Having fcaps available in user namespaces just makes the argument to always use unprivileged containers even stronger. The Linux Containers Project is also working on a bunch of other kernel- and userspace features to improve unprivileged containers even more. Stay tuned! :)


  1. While capabilities provide a better mechanism to temporarily and selectively grant privileges to unprivileged processes they are by no means inherently safe. Setting fcaps should still be done rarely.
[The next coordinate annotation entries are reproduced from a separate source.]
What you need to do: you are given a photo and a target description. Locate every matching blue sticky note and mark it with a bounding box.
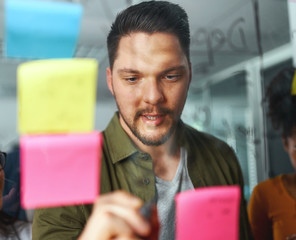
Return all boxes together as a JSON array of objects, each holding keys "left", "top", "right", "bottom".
[{"left": 4, "top": 0, "right": 83, "bottom": 59}]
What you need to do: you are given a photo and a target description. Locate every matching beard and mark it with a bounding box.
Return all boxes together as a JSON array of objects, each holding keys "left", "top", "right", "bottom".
[{"left": 117, "top": 104, "right": 178, "bottom": 146}]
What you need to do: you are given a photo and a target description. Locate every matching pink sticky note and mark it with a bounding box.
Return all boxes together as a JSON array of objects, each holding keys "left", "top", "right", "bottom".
[
  {"left": 20, "top": 132, "right": 102, "bottom": 208},
  {"left": 176, "top": 186, "right": 240, "bottom": 240}
]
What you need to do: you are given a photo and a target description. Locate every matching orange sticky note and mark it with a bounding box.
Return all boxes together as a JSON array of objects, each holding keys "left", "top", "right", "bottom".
[
  {"left": 20, "top": 132, "right": 102, "bottom": 208},
  {"left": 176, "top": 186, "right": 240, "bottom": 240}
]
If privilege escalation happens via suid or sgid bits or fcaps doesn’t matter in the end: it’s still a privilege escalation. 

  2. Exactly how to split up the root privilege and how exactly privileges should be implemented (e.g. should they be attached to file descriptors, should they be attached to inodes, etc.) is a good argument to have. For the sake of this article we will skip this discussion and assume the Linux implementation of POSIX capabilities. 

  3. If people are super keen and request this I can make a longer post how exactly they all relate to each other and possibly look at some of the implementation details too.